His theory proved to be true, as the terrain indeed posed a problem to the patients' collective goal. Lance sighed, for not long after, he realized that the decision impacted him as well, he wasn't able to bike up hills this steep at the speed necessary to escape the threat. By now, the sun had completely set, it was night. His bike had lights, so his sight wasn't effected by the change of time. The problem that came with the lights on his bike was that the patients were attracted to it. He couldn't turn it off. If he did, he wouldn't be able to see where he was going, and that would truly raise the stakes for his survival. He looked up from the floor he was studying and saw the shape of a building in the distance. It was well-lit. What's a building doing out here in the middle of the freaking mountains? A plan began to unfold within his head.

That building would be a great form of shelter. I'll need sleep soon. But if I go, the patients will follow, and I'll die before I get the chance to settle in. The only chance I have is if I turn off my bike light and make a run for it. Lance decided the best way, and possibly his only chance of survival at this point, was turning off his bike light and going as fast as he could in the hopes of getting the patients off his tail.

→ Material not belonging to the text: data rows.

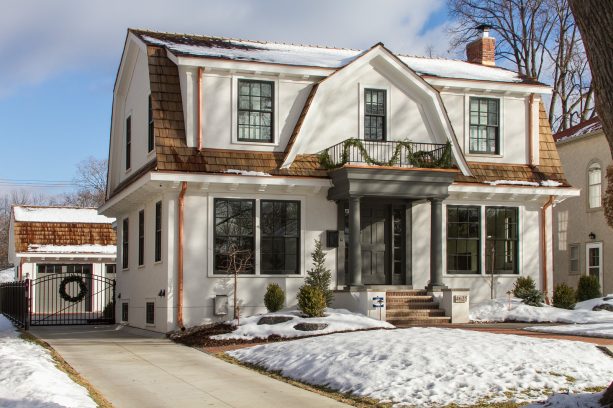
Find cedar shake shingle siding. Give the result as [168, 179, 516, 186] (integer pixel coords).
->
[14, 221, 116, 252]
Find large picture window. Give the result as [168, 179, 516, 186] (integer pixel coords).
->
[238, 79, 274, 142]
[447, 205, 481, 274]
[214, 198, 255, 274]
[587, 163, 602, 208]
[469, 98, 500, 154]
[485, 207, 519, 274]
[364, 89, 387, 140]
[260, 200, 300, 275]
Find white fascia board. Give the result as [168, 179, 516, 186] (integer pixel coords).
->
[449, 183, 581, 198]
[17, 252, 117, 261]
[167, 51, 337, 77]
[150, 172, 332, 187]
[422, 75, 552, 96]
[98, 170, 153, 215]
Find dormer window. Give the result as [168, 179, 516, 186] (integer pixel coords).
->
[364, 89, 387, 140]
[238, 79, 274, 143]
[469, 97, 500, 154]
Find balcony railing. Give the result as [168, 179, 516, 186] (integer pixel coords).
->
[319, 139, 453, 169]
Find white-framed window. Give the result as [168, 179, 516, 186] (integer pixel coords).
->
[208, 194, 305, 277]
[587, 163, 602, 208]
[568, 244, 579, 273]
[232, 75, 280, 146]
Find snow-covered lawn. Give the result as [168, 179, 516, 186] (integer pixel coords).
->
[470, 299, 613, 323]
[211, 308, 394, 340]
[228, 328, 613, 406]
[0, 315, 96, 408]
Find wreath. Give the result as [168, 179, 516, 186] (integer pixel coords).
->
[60, 275, 87, 303]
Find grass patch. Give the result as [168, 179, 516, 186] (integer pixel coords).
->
[20, 331, 113, 408]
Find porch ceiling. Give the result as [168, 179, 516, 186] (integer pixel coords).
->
[328, 166, 457, 200]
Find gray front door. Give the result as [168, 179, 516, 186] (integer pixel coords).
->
[360, 203, 389, 285]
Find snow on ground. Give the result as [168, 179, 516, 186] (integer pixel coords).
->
[0, 268, 15, 283]
[211, 309, 394, 340]
[470, 299, 613, 323]
[13, 206, 115, 224]
[575, 295, 613, 310]
[524, 324, 613, 339]
[228, 328, 613, 406]
[0, 315, 96, 408]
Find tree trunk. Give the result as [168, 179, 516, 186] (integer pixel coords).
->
[570, 0, 613, 227]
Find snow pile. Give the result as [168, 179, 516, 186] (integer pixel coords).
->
[211, 309, 394, 340]
[0, 315, 96, 408]
[0, 268, 16, 283]
[524, 324, 613, 339]
[575, 295, 613, 310]
[469, 299, 613, 323]
[28, 244, 117, 255]
[228, 328, 613, 407]
[13, 206, 115, 224]
[225, 169, 270, 177]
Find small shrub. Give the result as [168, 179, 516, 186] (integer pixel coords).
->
[264, 283, 285, 312]
[553, 283, 577, 310]
[513, 276, 536, 299]
[577, 275, 600, 302]
[522, 289, 545, 307]
[298, 285, 326, 317]
[304, 240, 334, 307]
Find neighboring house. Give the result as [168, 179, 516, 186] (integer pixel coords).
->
[8, 206, 117, 324]
[554, 117, 613, 294]
[100, 30, 578, 331]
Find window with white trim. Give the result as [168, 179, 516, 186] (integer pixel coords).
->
[587, 163, 602, 208]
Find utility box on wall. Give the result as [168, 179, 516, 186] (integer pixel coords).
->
[215, 295, 228, 316]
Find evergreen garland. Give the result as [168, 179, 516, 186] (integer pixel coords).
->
[319, 138, 451, 170]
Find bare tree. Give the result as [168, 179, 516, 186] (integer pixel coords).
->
[63, 156, 107, 207]
[222, 244, 253, 324]
[569, 0, 613, 231]
[448, 0, 593, 132]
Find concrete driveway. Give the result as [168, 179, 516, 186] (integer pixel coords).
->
[31, 326, 346, 408]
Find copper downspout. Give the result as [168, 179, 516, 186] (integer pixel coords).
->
[198, 67, 202, 150]
[541, 195, 555, 304]
[528, 94, 534, 166]
[177, 181, 187, 330]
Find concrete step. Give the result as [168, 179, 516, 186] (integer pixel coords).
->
[386, 309, 445, 320]
[387, 316, 451, 327]
[385, 302, 438, 310]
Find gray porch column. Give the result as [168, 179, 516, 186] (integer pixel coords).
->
[349, 196, 362, 287]
[427, 198, 445, 290]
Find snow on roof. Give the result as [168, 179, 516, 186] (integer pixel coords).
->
[131, 30, 534, 83]
[28, 244, 117, 255]
[13, 206, 115, 224]
[553, 116, 602, 142]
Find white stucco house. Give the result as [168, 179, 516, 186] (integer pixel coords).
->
[99, 30, 578, 331]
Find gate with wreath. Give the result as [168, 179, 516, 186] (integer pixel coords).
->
[30, 273, 115, 326]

Lance took a deep breath, fiddling with the button for his lights. He paced himself as if it was a race, turned off his lights, and shot towards the building like a bullet. He alternated between looking at the ground in front of him and the building where he was headed about every half a second or so. He looked ahead, and saw a bike-threatening sized rock planted in front of him. "Shit." he anxiously wheezed to himself. He jerked to the left, a little too far left for his comfort. He looked ahead and his eyes bulged when he saw the ditch waiting for him. Lance panicked, attempting to swerve the bike away from the obvious misfortune, but to no avail, him and his bike lunged forward off the side of the mountain. He landed face first in dusty soil as he watched his bike tumble further down the mountain, thus becoming irretrievable.

Lance attempted to regather himself, but as he heard the distant stomping of the patients he had failed to outrun, there was no other choice. This decision would soon become the stupidest, but the most successful of all of Lance's ideas. He got up and scraped at the side of the ditch, eventually climbing it. Lance gathered his location, relocated the building he had been traveling to, and ran. Lance ran as fast as he could, not caring how loud the sounds of the patients were getting. Even as his feet got tired, and his knees began to ache, he did not slow down. Eventually, he reached the building. He ran around to the front and saw blue glowing letters displayed above the door with a yellow asterisk placed next to it. A Walmart?? Lance thought. But it would have to do.

Lance saw a silhouette standing behind the door. He ran towards the glass door, slamming on it.

"Let me in. Please." He begged. The man looked startled. He looked young, about Lance's age.